Polystyrene microplastics induce nephrotoxicity through DDIT4-mediated autophagy and apoptosis
Yujiao Wang, Anxiu Zhang, Ting Liang, Long Chen, Shuqi Feng, Zhuoyuan Zhao, Ziye Jing, Jieping Lv, Jun Xie, Bing‐Rui Zhou
Abstract
Microplastics (MPs), plastic particles smaller than 5 mm, have garnered increasing attention due to their pervasive presence in the environment and potential health risks. While their accumulation in various organs, including the liver, kidneys, and intestines, is well-documented, the specific mechanisms they affect kidney development remain unclear. This study investigated the nephrotoxic effects of 1 μm polystyrene microplastics (PS-MPs) using a 3D kidney organoid model derived from human pluripotent stem cells, focusing on the molecular pathways involved. Kidney organoids were exposed to PS-MPs at concentrations ranging from 1.25 to 10 μg/mL for 24 h.

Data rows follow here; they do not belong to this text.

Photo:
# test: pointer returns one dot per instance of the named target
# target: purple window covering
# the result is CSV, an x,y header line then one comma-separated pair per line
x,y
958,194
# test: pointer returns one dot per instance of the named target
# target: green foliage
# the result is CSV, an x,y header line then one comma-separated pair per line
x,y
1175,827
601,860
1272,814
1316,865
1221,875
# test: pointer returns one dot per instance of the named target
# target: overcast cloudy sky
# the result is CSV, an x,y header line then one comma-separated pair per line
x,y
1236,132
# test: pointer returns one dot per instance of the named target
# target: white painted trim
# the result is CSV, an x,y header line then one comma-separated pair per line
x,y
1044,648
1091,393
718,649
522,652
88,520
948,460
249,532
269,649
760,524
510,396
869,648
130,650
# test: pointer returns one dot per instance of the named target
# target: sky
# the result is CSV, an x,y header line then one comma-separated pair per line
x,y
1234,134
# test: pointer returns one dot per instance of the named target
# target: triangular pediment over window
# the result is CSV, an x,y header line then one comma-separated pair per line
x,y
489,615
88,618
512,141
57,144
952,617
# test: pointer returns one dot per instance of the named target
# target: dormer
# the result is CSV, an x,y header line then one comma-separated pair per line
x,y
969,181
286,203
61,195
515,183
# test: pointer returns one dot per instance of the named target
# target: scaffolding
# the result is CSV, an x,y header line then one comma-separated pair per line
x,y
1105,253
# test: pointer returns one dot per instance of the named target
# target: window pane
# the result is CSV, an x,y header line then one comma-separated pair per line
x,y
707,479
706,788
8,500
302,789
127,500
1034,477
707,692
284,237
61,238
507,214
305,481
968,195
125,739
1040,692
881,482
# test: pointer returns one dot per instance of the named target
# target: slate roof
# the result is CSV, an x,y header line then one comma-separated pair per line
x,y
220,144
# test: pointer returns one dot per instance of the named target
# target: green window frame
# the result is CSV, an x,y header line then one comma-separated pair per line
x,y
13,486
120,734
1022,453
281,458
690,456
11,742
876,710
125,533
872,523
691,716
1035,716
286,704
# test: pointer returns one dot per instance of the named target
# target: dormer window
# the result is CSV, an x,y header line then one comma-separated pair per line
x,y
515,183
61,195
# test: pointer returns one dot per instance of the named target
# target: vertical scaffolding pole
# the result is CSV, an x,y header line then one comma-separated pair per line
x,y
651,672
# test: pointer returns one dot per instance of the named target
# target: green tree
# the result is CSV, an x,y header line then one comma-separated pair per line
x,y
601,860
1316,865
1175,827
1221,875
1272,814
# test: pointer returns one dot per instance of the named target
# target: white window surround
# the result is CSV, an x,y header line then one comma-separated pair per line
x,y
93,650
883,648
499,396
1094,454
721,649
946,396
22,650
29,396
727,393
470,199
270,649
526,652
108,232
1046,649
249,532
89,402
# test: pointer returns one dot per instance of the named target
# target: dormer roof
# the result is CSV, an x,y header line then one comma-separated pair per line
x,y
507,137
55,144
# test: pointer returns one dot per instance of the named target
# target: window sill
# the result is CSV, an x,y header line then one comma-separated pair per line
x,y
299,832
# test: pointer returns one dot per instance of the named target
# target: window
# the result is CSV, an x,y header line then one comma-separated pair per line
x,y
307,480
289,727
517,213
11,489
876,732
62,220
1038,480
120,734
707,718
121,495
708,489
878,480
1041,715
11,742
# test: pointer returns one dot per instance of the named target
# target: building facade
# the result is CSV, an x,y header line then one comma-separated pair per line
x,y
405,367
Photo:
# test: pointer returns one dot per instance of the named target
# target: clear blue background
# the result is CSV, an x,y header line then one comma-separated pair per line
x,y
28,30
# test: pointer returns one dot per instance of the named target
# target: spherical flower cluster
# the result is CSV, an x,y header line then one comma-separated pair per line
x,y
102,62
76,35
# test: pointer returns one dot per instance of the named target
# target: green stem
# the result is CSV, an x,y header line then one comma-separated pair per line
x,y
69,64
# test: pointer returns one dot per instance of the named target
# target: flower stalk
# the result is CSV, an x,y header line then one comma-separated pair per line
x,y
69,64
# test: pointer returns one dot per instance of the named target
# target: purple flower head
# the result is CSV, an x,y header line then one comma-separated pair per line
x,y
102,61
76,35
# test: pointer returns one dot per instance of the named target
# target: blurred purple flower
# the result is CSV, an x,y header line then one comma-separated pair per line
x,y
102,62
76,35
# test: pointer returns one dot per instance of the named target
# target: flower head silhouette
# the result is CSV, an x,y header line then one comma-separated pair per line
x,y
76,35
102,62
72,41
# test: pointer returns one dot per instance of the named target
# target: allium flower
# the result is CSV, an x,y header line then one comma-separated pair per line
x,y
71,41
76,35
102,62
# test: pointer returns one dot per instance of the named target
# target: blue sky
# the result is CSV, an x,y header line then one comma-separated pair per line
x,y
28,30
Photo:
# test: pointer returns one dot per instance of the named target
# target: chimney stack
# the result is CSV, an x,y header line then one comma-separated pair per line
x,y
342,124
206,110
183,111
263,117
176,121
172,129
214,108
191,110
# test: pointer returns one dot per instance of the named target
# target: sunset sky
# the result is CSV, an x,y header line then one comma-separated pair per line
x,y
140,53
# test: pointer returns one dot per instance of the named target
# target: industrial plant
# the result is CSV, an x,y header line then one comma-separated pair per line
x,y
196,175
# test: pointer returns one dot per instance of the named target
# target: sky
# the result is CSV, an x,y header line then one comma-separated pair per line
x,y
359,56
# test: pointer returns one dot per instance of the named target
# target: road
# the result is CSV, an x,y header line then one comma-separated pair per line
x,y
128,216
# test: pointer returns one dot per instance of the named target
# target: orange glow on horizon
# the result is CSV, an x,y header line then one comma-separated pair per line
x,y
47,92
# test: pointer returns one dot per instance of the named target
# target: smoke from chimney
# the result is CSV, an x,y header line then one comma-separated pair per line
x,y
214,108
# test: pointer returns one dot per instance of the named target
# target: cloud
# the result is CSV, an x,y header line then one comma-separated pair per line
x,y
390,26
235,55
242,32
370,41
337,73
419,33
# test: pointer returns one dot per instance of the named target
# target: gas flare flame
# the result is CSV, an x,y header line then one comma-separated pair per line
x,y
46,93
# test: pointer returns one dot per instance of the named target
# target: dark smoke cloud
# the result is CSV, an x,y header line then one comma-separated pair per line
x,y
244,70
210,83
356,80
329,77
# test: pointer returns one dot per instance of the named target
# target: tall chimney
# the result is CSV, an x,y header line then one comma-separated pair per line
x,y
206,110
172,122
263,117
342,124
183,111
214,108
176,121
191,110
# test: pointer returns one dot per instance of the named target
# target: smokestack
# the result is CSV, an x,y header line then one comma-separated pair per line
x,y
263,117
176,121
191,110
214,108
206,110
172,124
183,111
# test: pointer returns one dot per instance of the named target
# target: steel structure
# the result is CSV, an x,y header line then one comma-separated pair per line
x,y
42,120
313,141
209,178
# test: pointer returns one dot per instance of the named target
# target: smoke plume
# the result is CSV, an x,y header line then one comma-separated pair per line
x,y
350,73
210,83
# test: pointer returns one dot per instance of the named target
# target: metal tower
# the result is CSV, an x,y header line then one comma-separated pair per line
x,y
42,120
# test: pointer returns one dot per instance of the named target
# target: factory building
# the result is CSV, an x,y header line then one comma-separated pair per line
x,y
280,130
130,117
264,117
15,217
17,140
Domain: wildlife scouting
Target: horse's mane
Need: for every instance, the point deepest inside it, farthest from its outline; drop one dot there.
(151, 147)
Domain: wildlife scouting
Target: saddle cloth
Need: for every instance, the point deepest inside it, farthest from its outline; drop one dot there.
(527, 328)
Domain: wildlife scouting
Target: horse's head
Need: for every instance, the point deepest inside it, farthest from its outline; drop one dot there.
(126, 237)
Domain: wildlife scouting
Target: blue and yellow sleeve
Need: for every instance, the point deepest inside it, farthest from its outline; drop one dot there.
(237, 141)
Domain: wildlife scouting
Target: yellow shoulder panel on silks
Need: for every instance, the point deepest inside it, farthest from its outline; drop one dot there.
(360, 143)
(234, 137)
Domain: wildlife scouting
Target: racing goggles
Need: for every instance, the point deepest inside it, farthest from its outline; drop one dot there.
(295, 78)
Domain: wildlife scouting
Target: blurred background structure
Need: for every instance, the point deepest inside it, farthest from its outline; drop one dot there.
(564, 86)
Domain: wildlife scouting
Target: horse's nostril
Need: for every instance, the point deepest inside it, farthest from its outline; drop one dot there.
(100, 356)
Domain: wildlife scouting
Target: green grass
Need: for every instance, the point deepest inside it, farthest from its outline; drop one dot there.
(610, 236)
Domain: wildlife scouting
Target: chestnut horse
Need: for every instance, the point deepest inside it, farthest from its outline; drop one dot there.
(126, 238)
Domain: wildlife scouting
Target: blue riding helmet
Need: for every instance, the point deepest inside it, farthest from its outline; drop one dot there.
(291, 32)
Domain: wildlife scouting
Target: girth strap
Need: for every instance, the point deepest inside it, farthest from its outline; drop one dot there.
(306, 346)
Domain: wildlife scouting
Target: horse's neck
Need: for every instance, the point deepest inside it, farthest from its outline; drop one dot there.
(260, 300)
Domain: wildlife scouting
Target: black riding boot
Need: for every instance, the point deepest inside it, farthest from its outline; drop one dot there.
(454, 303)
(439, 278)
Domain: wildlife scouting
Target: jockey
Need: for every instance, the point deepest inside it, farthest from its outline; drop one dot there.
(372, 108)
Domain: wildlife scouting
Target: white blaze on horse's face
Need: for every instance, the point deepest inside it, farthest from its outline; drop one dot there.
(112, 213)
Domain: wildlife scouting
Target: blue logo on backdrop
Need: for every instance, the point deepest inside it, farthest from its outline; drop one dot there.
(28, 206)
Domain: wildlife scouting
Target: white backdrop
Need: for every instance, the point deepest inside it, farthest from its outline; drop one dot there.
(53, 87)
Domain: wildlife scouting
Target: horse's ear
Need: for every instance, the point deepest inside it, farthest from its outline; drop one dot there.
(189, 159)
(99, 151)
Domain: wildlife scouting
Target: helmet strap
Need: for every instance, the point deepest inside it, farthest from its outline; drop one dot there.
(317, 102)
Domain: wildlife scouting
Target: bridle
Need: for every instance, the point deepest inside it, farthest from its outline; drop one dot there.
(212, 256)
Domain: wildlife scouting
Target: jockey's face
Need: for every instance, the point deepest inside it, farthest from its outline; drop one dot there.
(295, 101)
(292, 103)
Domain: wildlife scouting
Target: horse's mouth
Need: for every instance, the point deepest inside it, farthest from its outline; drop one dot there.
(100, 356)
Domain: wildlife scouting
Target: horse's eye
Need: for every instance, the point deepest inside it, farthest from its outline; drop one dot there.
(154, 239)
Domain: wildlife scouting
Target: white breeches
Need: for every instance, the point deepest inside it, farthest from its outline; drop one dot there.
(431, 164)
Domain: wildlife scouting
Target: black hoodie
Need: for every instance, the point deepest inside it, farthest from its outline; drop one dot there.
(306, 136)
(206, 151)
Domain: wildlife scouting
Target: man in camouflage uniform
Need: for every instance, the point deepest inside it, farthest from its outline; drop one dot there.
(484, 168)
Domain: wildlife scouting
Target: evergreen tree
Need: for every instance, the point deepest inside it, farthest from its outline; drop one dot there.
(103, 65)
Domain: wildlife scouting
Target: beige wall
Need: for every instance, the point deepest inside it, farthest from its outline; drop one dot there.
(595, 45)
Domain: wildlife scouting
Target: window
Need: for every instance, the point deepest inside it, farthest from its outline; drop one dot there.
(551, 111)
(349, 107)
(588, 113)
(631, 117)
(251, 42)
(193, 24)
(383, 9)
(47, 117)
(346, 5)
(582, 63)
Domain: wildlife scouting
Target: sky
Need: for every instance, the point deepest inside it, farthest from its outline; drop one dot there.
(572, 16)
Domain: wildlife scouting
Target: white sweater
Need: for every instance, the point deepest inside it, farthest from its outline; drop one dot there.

The results demonstrated significant reductions in organoid size and nephron-specific markers, including impaired formation of proximal and distal tubules. Furthermore, enhanced autophagy and apoptosis were observed in nephron progenitor cells (NPCs), as evidenced by a 3.5-fold increase in LC3-II expression and a 1.5-fold increase in cleaved caspase-3 levels. Transcriptomic analysis identified DNA damage-inducible transcript 4 (DDIT4) as a key mediator, linking PS-MP exposure to the inhibition of mTOR signaling. Notably, silencing DDIT4 alleviated PS-MP-induced autophagy and apoptosis, highlighting its crucial role in microplastic-induced nephrotoxicity. These findings provide novel insights into the molecular pathways underlying microplastic-induced toxicity and emphasize the need for further research to explore the developmental impacts and long-term health consequences of microplastic exposure. • Polystyrene microplastics disrupt renal development in kidney organoid models. • RNA sequencing reveals PS-MP-induced DNA damage and hypoxia in nephron progenitor cells. • PS-MP exposure downregulates mTOR signaling via DDIT4, promoting autophagy. • DDIT4 activation also triggers apoptosis, exacerbating nephrotoxicity. • Silencing DDIT4 mitigates PS-MP-induced autophagy and apoptosis in NPCs.